High-performance JSON parsing in Go

High-performance JSON parsing in Go
[ Guides ]

CockroachDB: The Definitive Guide

We wrote the book on distributed scale. Literally.

Free O'Reilly Book

JSON is a ubiquitous data interchange format supported by many systems, including CockroachDB. Historically, at CockroachDB, the majority of our efforts around JSON focused on supporting various JSON functions, operators, and inverted indexes while our JSON parser did not receive much attention. And for a good reason. 

If you are reading this blog, then you probably already appreciate Golang. There are many aspects to like in Go, and one of them is an excellent collection of standard (and third party) libraries. Becase Go ships with a “jack-of-all-trades” JSON parser out of the box (encoding/json library), it made sense for CockroachDB to use a standard parser when converting strings to internal JSON representation. However, at some point, we began to wonder if the time had arrived for us to invest in finding a better, more performant alternative.

This blog post is an exploration of JSON parser performance, and, ultimately, a description of the high-performance JSON parser used in CockroachDB. 

So, let’s jump into the world of state machines, parsing, performance, and all things JSON.

Understanding the problem: Inefficient ParseJSON functions

A good performance exploration should start with reason. Why is it necessary to improve a particular performance aspect? Is it worth the effort? This performance exploration begins with a customer who casually mentioned that they use a BYTES column in a table, even though they insert JSON. The reason cited by this customer was that their INSERT-heavy workload was multiple orders of magnitude slower when inserting into JSONB columns. They prefered to use JSONB, but couldn’t due to performance considerations.

Naturally, the above conversation piques the curiosity: are we as slow as the customer claims? (Side note: customer is always right, but sometimes their conclusions are not correct.)

Turns out, in this case, the customer was correct.  

We don’t need to go further than ParseJSON function which is invoked whenever CockroachDB needs to convert input STRING into JSON (for example, the following query INSERT INTO table (json_a, json_b) VALUES (‘{“key”: “value”}’::JSONB, ‘\[“a”, “r”, “r”, “a”, “y”]’::JSONB) will invoke a ParseJSON function twice – once to produce JSON object, and once to produce a JSON array of strings). 

ParseJSON function is obviously inefficient. So much so that it included a helpful comment explaining why it is inefficient: “Parsing goes in two phases - first it parses the string into raw interface{}s using the Go encoding/json package, then it transforms that into a JSON”.

A two phase approach makes sense – it’s simple, it’s small, but it’s obviously inefficient.  Read on to see just how inefficient it is.

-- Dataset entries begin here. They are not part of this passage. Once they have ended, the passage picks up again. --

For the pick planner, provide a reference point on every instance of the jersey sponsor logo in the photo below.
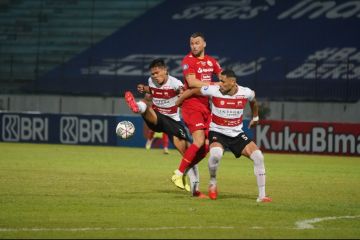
(246, 9)
(75, 130)
(205, 70)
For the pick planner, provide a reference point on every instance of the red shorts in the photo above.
(197, 119)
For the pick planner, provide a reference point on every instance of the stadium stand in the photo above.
(309, 52)
(37, 35)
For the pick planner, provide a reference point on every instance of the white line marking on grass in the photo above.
(307, 224)
(85, 229)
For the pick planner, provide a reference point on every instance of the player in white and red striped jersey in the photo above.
(226, 127)
(163, 115)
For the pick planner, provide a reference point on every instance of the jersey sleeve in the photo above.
(209, 90)
(250, 94)
(187, 67)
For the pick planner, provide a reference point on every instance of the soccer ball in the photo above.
(125, 129)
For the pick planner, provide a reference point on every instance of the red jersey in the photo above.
(203, 70)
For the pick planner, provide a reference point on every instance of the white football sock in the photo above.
(259, 171)
(213, 163)
(194, 177)
(142, 106)
(177, 172)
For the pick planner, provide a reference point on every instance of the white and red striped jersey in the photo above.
(227, 111)
(164, 96)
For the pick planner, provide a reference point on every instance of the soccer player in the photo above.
(164, 115)
(198, 70)
(226, 128)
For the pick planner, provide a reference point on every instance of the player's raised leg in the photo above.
(216, 153)
(254, 153)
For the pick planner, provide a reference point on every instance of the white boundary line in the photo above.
(307, 224)
(300, 225)
(85, 229)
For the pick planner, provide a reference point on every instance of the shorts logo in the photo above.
(75, 130)
(69, 129)
(17, 128)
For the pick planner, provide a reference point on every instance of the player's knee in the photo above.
(216, 153)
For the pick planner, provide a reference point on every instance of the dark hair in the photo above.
(158, 62)
(228, 73)
(198, 34)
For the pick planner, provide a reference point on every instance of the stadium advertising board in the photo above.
(271, 136)
(299, 49)
(309, 137)
(67, 129)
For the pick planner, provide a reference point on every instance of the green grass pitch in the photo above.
(65, 191)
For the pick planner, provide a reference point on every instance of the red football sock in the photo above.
(165, 139)
(188, 157)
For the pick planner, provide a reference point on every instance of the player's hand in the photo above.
(253, 123)
(179, 101)
(141, 88)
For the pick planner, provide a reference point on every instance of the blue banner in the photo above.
(71, 129)
(300, 49)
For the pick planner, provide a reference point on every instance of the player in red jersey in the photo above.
(198, 70)
(226, 128)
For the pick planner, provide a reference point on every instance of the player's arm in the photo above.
(255, 112)
(186, 94)
(143, 88)
(193, 82)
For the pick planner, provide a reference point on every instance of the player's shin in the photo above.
(259, 171)
(188, 158)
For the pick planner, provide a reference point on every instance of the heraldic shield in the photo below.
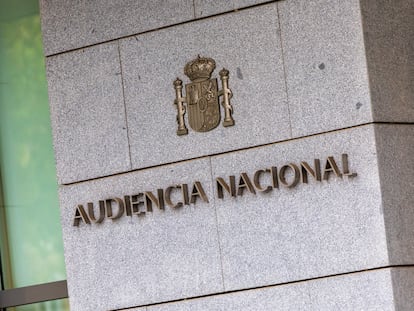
(203, 105)
(202, 97)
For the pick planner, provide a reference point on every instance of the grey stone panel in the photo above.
(69, 25)
(247, 46)
(403, 287)
(88, 113)
(210, 7)
(389, 41)
(325, 63)
(311, 230)
(160, 256)
(395, 145)
(370, 290)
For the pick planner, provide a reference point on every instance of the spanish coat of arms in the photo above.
(202, 97)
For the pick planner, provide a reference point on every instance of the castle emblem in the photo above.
(202, 97)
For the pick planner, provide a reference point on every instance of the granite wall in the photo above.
(329, 80)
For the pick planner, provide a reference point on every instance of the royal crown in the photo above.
(200, 68)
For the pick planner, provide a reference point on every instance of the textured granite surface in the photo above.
(371, 290)
(403, 287)
(309, 230)
(164, 255)
(69, 25)
(389, 42)
(247, 46)
(289, 234)
(88, 113)
(210, 7)
(325, 62)
(395, 147)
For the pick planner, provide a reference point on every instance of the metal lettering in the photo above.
(282, 174)
(244, 182)
(198, 191)
(168, 197)
(80, 214)
(316, 173)
(101, 212)
(150, 199)
(231, 189)
(256, 181)
(331, 167)
(121, 208)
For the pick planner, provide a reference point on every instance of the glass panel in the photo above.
(54, 305)
(32, 250)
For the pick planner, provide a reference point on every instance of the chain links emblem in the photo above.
(202, 97)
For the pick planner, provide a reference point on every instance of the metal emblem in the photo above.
(202, 97)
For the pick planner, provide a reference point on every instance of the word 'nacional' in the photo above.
(176, 196)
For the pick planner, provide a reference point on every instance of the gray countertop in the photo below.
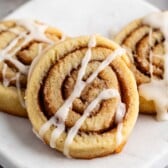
(7, 6)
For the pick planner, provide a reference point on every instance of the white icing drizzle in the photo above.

How to write a benchmark to measure the performance of ParseJSON function

Before we can begin work on a performance improvement, we must first understand where the existing implementation falls short. To do this, we first must write a benchmark to measure the baseline performance: just how fast (or slow) the ParseJSON function is.

There is one more ingredient we need in order to understand performance: what is the representative input for our benchmark? Some customers insert small JSON blobs, some large; some use simple JSON objects, some use highly complex, nested structures, etc.  Luckily, we already have a testing library that generates JSON objects of varying complexity and size. 

RELATED Forward Indexes on JSON columns

Our job, therefore, is straightforward: generate a good corpus of JSON objects of varying sizes and complexity, and write a benchmark to measure the performance of ParseJSON function.

The results of the benchmark on a n2d-standard machine (AMD EPYC 7B13 processor, 2.5GHz, 32 cores) are shown below:

Max Len Iterations Time/op (ns) MB/s Avg. Input Len Alloc B/op Allocs/op
128 997956 6566 25.59 168.8 2439 39
512 593576 8887 47.94 426 3245 39
4096 190588 30081 97.14 2922 12976 41
16384 57171 101695 111.13 11302 45261 41
262144 3507 1477386 126.88 187453 723096 44
524288 1824 2800348 126.68 354745 1362211 45

The input data in the above benchmark had no escaped characters (no UTF8, no escaped quotes, etc).  

The “Max Len” column indicates the maximum string length in the randomly generated JSON string. This is not the same as the length of the JSON object – it just refers to the strings inside the JSON object values, and the “Avg Input Len” column indicates the average length of those inputs.

The MB/s indicates the throughput of parsing input JSON. Please note that smaller input benchmarks have lower throughput. This makes sense since we simply are not driving enough data to get a representative throughput number. 

First, the good news: ParseJSON, using Go standard encoding/json, has fairly stable allocation behavior – as our input size grows, the number of allocations per op stays fairly constant.

Now, the bad news: allocation bytes per op grows faster than linear: for the large input benchmark, we had an average input length of ~350KB, but we allocated almost 1.3MB to handle that input.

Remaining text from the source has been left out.